Antidepressants such as nortriptyline at a single bedtime dose of 25 mg can help alleviate sleep disturbance and treat any underlying myofascial pain syndrome.
Orthotic devices help the patient avoid jaw clenching and bruxism, which may exacerbate the clinical syndrome. Management of underlying depression and anxiety is also mandatory.
The major pitfall in caring for patients thought to have atypical odontalgia is failure to diagnose underlying pathology that may be responsible for the patient’s pain.
Atypical odontalgia is essentially a diagnosis of exclusion. If trigeminal nerve block or intraarticular injection of the temporomandibular joint is being considered as part of the treatment plan, it must be remembered that the region’s vascularity and proximity to major blood vessels can lead to an increased incidence of postblock ecchymosis and hematoma formation, and the patient should be warned of this potential complication.

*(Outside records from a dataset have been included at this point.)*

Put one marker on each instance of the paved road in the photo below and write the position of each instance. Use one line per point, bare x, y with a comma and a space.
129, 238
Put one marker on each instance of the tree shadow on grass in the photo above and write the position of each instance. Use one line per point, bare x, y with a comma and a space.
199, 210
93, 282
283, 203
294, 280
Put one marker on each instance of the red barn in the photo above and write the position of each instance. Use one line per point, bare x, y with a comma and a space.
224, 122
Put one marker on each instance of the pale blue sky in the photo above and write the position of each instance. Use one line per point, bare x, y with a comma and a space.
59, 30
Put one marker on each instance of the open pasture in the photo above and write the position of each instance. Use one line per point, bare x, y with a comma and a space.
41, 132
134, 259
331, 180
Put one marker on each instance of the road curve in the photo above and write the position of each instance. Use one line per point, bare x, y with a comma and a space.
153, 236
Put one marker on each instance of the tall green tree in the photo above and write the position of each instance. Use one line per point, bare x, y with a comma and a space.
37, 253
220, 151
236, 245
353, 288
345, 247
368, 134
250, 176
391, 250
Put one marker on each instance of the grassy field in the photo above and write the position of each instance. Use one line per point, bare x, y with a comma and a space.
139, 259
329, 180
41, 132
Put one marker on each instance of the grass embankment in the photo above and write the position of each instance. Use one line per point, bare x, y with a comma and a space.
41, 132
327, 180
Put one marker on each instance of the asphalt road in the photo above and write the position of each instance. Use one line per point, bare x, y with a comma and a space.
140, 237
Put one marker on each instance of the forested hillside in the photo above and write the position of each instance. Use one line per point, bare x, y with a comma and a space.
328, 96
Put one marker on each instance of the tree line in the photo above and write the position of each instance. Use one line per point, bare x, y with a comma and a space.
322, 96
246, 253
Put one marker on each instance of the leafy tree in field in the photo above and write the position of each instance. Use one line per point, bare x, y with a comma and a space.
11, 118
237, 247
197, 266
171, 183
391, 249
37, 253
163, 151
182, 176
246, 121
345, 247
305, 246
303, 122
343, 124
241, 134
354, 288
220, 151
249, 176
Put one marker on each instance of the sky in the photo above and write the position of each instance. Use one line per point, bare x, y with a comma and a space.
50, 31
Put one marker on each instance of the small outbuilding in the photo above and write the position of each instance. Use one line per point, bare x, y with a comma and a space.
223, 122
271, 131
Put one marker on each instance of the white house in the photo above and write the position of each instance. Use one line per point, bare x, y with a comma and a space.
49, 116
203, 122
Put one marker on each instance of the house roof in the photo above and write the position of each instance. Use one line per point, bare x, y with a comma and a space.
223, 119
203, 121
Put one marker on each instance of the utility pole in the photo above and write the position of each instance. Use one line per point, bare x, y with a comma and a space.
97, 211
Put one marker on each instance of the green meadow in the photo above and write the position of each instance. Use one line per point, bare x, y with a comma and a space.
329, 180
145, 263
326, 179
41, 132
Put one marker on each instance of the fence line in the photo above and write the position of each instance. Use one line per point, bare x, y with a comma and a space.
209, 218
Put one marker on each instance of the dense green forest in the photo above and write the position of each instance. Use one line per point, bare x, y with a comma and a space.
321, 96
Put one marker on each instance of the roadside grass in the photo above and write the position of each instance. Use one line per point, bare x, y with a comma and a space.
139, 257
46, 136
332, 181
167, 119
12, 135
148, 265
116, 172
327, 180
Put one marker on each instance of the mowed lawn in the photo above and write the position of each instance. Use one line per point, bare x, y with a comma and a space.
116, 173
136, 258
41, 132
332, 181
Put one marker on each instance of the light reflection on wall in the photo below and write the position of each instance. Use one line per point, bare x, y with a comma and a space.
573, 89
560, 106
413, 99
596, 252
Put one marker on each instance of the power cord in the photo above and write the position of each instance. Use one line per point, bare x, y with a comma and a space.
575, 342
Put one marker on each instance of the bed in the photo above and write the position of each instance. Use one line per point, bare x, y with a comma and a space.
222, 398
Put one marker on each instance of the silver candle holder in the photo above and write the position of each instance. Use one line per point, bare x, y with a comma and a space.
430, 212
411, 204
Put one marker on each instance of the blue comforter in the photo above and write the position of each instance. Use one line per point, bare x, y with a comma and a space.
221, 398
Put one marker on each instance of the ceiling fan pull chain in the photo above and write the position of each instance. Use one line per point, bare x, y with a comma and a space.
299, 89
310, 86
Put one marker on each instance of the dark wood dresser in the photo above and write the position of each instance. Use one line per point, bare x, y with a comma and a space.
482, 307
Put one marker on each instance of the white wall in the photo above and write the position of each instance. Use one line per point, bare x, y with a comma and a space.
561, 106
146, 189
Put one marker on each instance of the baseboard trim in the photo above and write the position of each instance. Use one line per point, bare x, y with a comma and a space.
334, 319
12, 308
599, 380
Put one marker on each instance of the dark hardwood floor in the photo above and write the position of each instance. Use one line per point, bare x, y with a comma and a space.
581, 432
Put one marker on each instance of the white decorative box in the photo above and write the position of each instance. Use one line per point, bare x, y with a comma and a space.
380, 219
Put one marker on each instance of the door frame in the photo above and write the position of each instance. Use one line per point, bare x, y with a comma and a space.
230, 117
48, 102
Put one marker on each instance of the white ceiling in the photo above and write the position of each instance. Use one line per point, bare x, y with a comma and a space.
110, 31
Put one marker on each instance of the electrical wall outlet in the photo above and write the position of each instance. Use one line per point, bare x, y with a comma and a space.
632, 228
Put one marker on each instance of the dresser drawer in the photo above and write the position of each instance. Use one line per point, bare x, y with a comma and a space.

Atypical odontalgia requires careful evaluation to design an appropriate treatment plan. Infection and inflammatory causes, including collagen-vascular diseases, must be ruled out. Stress and anxiety often accompany atypical odontalgia, and these factors must be addressed and treated.
The myofascial pain component of atypical odontalgia is best treated with tricyclic antidepressants such as amitriptyline. Dental malocclusion and nighttime bruxism should be treated with an acrylic bite appliance. Opioid analgesics and benzodiazepines should be avoided in patients with atypical odontalgia.